Sous-amendement n° I-3740 au texte n° 324 – Projet de loi de finances pour 2025
RejetéDéposé par Eva Sas · Après l’après l'article 26 du texte n° 324.
- Déposé le
- 26 octobre 2024
- Décidé le
- 8 novembre 2024
- Article 40
- Soumis au contrôle de recevabilité financière
Ce que propose l’amendement
I. – Rédiger ainsi le tableau de l’alinéa 20 :
DESTINATION FINALECATEGORIE DE SERVICETarif
(€)
DESTINATION EUROPÉENNE OU ASSIMILÉENormale9,50
DESTINATION EUROPÉENNE OU ASSIMILÉEAvec services additionnels30
DESTINATION EUROPÉENNE OU ASSIMILÉEAéronef d’affaires600
DESTINATION INTERMÉDIAIRENormale15
DESTINATION INTERMÉDIAIREAvec services additionnels80
DESTINATION INTERMÉDIAIREAéronef d’affaires1500
DESTINATION LOINTAINENormale40
DESTINATION LOINTAINEAvec services additionnels120
DESTINATION LOINTAINEAéronef d’affaires3000
II. – En conséquence, à la fin de l’alinéa 23, substituer aux mots :
« à 4° »
les mots :
« et 3° ».
III. – En conséquence, rédiger ainsi l’alinéa 25 :
« 3° La catégorie « aéronef d’affaires » lorsque sur au moins l’un des tronçons compris entre le point d’embarquement initial et le point de débarquement final, le transport est réalisé dans le cadre d’un service aérien non régulier à bord d’un aéronef disposant d’une configuration opérationnelle maximale en sièges passagers inférieure ou égale à 19. »

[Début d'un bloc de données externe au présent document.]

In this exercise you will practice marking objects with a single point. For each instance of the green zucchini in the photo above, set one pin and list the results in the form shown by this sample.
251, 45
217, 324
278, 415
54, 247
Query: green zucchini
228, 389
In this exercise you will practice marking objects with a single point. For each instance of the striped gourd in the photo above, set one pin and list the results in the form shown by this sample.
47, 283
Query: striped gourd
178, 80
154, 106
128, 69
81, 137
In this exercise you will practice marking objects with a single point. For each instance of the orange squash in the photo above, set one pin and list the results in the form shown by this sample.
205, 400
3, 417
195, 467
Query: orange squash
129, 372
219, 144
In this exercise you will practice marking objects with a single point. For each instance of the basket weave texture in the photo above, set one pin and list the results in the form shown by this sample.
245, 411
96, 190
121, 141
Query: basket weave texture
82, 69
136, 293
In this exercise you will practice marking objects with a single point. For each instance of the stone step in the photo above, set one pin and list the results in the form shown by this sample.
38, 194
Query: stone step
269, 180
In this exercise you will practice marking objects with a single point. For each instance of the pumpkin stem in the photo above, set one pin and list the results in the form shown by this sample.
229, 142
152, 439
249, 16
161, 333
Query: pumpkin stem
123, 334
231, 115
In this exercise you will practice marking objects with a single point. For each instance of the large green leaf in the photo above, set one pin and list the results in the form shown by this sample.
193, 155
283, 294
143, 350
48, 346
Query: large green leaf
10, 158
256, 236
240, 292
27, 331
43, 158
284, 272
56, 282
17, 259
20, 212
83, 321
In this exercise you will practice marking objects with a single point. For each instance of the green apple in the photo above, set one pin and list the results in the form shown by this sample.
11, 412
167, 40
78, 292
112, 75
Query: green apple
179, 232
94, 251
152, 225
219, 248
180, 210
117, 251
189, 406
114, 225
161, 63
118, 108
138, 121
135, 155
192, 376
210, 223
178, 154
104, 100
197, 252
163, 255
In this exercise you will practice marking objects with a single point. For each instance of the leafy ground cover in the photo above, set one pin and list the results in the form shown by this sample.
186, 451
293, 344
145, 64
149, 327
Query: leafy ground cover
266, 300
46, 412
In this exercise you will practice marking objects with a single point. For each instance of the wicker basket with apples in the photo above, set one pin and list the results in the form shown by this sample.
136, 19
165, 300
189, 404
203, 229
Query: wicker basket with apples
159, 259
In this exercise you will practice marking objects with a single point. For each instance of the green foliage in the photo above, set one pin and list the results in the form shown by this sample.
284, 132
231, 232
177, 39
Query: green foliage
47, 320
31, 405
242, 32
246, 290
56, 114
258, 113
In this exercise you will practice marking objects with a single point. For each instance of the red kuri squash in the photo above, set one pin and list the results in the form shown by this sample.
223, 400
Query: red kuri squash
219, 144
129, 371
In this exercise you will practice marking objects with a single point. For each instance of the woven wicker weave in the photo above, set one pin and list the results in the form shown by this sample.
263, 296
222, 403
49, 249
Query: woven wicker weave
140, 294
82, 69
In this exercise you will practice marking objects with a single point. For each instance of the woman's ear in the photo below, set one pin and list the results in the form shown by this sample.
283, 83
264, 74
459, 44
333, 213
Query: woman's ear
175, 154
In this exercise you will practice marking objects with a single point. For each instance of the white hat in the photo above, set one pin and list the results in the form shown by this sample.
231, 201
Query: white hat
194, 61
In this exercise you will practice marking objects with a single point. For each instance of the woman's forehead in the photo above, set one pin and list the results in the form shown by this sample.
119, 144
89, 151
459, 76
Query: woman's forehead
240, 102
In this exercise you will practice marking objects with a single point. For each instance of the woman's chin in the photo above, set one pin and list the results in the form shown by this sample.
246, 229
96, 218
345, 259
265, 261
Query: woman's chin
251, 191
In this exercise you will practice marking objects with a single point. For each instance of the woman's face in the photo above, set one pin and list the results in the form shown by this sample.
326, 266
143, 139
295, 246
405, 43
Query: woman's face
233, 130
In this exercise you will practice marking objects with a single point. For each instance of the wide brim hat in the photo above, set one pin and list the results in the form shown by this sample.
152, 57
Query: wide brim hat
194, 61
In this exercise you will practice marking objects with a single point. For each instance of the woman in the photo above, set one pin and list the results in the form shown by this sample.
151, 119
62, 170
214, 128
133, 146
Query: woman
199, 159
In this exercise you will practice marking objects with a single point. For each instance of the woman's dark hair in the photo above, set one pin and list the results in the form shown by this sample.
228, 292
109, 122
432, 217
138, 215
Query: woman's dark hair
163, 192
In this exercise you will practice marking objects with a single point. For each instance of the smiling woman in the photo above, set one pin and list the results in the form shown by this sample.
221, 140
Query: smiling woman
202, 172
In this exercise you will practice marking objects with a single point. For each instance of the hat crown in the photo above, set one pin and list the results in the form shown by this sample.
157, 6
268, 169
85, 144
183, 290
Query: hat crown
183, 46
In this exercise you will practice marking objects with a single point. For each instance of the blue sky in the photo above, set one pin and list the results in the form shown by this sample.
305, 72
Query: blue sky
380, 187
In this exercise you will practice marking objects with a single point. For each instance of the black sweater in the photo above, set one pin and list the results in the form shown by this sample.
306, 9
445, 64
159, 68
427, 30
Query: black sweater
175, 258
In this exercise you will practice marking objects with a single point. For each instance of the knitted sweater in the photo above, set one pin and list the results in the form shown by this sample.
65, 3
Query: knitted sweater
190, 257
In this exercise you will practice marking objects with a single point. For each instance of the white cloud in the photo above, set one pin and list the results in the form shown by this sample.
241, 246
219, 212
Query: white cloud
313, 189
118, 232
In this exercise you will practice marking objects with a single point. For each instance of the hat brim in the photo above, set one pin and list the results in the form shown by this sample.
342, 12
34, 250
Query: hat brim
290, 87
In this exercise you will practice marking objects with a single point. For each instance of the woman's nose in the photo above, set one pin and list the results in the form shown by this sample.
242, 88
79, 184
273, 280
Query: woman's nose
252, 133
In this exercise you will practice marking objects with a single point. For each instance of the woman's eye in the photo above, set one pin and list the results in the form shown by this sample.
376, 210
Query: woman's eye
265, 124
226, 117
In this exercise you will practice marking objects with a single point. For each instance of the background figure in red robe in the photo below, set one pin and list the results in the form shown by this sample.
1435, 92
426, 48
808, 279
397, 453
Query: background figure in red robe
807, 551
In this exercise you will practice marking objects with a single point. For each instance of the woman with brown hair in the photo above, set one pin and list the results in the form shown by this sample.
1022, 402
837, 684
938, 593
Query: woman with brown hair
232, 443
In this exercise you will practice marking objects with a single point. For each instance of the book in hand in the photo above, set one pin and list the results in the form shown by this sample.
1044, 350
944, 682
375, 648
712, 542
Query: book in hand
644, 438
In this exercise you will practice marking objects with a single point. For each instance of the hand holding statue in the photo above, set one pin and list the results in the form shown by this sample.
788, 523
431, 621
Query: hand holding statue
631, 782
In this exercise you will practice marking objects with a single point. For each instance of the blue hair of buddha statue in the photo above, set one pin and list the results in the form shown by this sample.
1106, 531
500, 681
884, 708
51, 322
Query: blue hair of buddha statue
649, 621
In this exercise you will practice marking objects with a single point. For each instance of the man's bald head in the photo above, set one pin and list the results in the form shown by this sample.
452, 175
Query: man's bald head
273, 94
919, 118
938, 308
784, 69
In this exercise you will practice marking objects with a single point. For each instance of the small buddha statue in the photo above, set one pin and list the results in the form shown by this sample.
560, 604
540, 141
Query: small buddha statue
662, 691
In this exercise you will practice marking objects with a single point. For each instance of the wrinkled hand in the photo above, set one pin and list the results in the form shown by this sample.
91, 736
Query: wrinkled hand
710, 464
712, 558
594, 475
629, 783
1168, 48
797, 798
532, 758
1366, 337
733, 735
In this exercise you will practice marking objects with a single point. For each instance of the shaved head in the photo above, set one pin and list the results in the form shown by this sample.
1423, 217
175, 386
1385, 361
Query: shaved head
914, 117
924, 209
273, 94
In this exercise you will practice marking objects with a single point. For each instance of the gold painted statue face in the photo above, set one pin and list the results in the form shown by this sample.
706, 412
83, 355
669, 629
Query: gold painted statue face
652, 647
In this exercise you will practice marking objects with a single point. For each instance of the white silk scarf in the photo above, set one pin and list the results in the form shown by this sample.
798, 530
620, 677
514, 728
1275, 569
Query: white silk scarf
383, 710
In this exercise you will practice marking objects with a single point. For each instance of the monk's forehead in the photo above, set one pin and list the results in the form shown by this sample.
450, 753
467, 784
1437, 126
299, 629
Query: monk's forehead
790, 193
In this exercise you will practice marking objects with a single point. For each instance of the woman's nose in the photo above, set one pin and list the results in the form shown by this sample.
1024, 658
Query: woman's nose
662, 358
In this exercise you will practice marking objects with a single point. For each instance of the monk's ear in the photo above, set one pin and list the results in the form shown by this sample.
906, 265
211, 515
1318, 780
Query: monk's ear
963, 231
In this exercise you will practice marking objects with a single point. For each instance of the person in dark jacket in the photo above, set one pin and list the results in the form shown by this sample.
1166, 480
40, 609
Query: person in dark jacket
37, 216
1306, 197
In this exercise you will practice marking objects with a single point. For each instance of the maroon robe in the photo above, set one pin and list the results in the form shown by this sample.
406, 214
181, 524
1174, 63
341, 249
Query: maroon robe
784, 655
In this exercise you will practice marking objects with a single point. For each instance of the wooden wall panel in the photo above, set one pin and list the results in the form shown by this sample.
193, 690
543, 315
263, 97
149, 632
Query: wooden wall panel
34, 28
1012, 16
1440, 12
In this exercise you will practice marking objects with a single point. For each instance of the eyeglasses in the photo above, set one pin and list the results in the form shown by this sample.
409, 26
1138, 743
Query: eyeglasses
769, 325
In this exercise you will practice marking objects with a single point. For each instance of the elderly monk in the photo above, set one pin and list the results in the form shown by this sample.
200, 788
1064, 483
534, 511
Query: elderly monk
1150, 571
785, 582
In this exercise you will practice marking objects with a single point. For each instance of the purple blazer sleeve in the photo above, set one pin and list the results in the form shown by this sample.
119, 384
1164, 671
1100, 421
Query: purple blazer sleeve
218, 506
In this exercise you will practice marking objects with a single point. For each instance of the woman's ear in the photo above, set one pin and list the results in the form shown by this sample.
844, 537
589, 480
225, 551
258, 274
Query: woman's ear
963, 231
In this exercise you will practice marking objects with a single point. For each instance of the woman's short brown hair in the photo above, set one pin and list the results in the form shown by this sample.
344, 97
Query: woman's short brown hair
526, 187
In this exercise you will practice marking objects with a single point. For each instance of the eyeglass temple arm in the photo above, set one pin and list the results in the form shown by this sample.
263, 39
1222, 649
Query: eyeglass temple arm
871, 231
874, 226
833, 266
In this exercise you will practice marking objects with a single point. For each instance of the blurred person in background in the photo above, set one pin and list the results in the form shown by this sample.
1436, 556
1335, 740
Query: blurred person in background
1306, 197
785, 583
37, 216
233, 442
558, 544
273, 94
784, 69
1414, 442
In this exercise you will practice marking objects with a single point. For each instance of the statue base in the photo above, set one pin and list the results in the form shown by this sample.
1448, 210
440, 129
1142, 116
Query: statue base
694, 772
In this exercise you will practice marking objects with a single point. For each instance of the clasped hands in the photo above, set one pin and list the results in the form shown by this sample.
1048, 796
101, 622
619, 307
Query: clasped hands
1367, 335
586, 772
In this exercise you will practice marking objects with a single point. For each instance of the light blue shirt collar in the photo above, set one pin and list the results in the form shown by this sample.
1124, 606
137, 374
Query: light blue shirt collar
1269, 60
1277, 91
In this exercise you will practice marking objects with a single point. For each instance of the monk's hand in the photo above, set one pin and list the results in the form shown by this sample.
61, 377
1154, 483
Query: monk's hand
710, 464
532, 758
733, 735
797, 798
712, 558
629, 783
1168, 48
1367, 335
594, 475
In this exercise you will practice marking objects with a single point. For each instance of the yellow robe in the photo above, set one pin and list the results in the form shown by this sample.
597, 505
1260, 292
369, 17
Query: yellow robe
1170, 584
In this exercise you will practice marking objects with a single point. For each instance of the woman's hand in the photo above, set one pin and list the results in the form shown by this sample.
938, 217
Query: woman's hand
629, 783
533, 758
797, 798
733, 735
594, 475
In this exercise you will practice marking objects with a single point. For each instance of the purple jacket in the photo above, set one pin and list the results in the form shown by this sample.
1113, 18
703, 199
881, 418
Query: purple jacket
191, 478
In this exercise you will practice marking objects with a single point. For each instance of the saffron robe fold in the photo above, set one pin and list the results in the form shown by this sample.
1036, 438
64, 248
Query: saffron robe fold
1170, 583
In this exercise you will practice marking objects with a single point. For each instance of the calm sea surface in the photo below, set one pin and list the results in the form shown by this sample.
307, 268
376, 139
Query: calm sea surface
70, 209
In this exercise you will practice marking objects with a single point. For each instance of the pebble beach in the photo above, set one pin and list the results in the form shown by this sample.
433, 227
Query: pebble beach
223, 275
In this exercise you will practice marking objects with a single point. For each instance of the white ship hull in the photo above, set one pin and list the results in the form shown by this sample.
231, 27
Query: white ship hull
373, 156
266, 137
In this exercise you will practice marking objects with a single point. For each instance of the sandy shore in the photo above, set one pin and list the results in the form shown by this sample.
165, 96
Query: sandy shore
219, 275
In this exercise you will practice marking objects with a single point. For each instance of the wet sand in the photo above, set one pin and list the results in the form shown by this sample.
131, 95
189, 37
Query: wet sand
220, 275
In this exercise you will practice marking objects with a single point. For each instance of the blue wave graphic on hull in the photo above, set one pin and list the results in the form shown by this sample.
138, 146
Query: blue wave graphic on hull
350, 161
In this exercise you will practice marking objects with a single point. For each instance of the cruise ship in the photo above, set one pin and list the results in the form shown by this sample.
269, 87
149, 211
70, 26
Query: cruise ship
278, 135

IV. – En conséquence, supprimer l’alinéa 26.
Pourquoi cet amendement ?
Ce sous-amendement à l’amendement n°I-3630 est un sous-amendement de repli qui vise à ajuster la proposition gouvernementale concernant le tarif solidarité de la taxe sur les billets d’avion (TSBA) en supprimant la distinction entre jets à turboréacteurs et jets à turbopropulseurs et en appliquant le plus élevé pour tous les aéronefs privés, en conservant le tarif solidarité initialement prévu par le gouvernement pour les jets d’affaires à turboréacteurs.
Comme je l’ai déjà évoqué, la fiscalité écologique n’est pas une fiscalité de rendement, elle doit s’accompagner d’une fiscalité incitative sur les modes de transport durables telle que la baisse de la TVA sur les billets de train et d'un fléchage des recettes vers la transition écologique.
C’est pourquoi nous proposons d’allouer 50 % des recettes supplémentaires issues de la révision du tarif solidarité à l’Agence de financement des infrastructures de transport de France (AFITF), en cohérence avec sa mission de soutien au report modal. En effet, le secteur ferroviaire est le premier poste des engagements et des dépenses de l’Agence, confirmant son rôle central dans le développement des modes de transports plus écologiques.
A ce titre, l’AFITF finance des projets majeurs de nouvelles lignes, notamment à grande vitesse, ainsi que des volets ferroviaires des Contrats de plan Etat-Régions (CPER) qui soutiennent le développement des services express régionaux métropolitains (SERM), la régénération des lignes de desserte fine mais aussi la modernisation de nombreuses lignes à travers les régions. Depuis 2014, l’AFITF participe également au renouvellement et à la modernisation des trains d’équilibre du territoire (TET) jouant ainsi, un rôle crucial dans le désenclavement des territoires, en offrant une meilleure accessibilité et mobilité aux régions éloignées des grands axes ferroviaires.
Motifs publiés par l’auteur avec l’amendement.
Dans quel texte s’inscrit cet amendement ?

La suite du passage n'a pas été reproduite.